Why Covered Calls

Holding a large token position? A covered call can be a powerful strategy to generate income while retaining exposure to potential price appreciation. However, it’s just one of several approaches available. From selling outright to staking or providing liquidity, each strategy has its own benefits and trade-offs.

Exploring Different Options

Managing a substantial token position requires balancing liquidity, income generation, risk, and market conditions. Here’s an overview of the most common strategies:


1. Selling

Selling tokens outright is the simplest way to realize gains and generate cash. It is an obvious choice during market peaks, especially when you believe prices have reached a high and are likely to decline. However, timing the market can be challenging.
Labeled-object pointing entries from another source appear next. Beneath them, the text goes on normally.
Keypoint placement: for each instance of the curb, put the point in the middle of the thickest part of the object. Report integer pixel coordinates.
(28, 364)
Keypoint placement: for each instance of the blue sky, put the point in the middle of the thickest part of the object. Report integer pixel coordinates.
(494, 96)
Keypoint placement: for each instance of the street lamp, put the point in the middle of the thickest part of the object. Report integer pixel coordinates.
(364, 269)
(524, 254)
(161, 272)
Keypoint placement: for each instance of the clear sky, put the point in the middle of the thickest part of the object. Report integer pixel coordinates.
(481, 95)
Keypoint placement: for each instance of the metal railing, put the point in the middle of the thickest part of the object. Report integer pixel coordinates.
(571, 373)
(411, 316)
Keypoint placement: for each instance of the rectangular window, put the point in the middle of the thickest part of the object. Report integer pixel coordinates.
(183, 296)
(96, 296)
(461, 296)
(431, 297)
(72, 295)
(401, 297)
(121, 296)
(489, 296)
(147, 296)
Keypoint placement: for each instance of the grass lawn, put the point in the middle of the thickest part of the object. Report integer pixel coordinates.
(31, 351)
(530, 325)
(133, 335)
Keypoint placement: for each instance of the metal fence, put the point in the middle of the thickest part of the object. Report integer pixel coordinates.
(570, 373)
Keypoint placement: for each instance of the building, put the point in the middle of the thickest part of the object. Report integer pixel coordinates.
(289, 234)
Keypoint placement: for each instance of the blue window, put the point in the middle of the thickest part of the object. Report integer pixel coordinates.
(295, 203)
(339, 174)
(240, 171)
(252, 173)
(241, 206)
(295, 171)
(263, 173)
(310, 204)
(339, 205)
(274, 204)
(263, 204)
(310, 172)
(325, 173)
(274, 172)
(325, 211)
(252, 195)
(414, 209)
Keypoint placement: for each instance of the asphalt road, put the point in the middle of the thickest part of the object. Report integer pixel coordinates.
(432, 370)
Additionally, selling large volumes may disrupt the market and result in significant trading fees.

To minimize market impact, consider using a Volume-Weighted Average Price (VWAP) algorithm to execute trades gradually or sell smaller amounts periodically through a DEX/CEX.

Pros:
  • Instant liquidity
  • Flexibility to reinvest
Cons:
  • Market impact
  • Slippage
  • Potential regret if token prices increase afterward

2. Providing DEX Liquidity

By providing liquidity on DEXs like Uniswap, you can earn trading fees while keeping exposure to your tokens. This strategy works best in stable or sideways markets, though impermanent loss can be a risk if token prices change significantly.

Yield Source:

Fees come from trading volume; the more users trade, the higher the volume and fees generated. Note, however, that most trading against DEX pools involves arbitrage bots, where liquidity providers are typically on the wrong side of the trade.

Pros:
  • Earn trading fees
  • Potential incentives
Cons:
  • Risk of impermanent loss
  • Often requires active management (can be mitigated through helper protocols)
  • Typically, two-sided liquidity provisioning required

3. Lending

Lending tokens through DeFi protocols like Aave or CEXs offers a passive way to earn yield. This approach avoids impermanent loss but introduces counterparty risk with CEXs and fluctuating yields in DeFi protocols.

Yield Source:

Yield comes from market participants looking to borrow coins for trading, speculation or governance reasons. Borrowers might include arbitrageurs taking advantage of mispricings or those leveraging positions.

Pros:
  • Passive income without impermanent loss
Cons:
  • Counterparty risk with centralized platforms
  • Variable yields in DeFi
  • Bad debt risk

4. Staking

Staking involves locking tokens to earn rewards and support network operations. It’s an excellent choice for long-term holders confident in the token’s potential, but it may limit liquidity in case of lock-ups.

Yield Source:

Yield comes from inflation, respectively, network emissions to incentivize validators to secure given network.

Pros:
  • Passive yield for long-term holders
Cons:
  • In some cases lock-ups or liquidity constraints
  • Potential slashing penalties

5. Writing Covered Calls

Writing covered calls allows you to earn upfront income by committing to sell your tokens at a predefined price. This strategy is ideal if you believe the token price will remain stable or increase modestly over a specific period. Rolling covered calls periodically can generate cashflow while maintaining exposure to the given coin.

Yield Source:

Yield comes from the volatility of the given coin. Higher volatility increases the premium, as trading firms bid to buy call options for strategies like gamma scalping.

Pros:
  • Immediate income
  • Retain upside until strike
  • Automatically convert if target price is reached
Cons:
  • Upside is capped at strike
  • Best suited for large positions due to minimum thresholds

Which Path is Right for You?

Whether you seek liquidity, passive income, or long-term growth, the right choice depends on your goals and market outlook. For large holders, covered calls can offer a balanced way to generate instant income and allow you to automatically divest at your price target.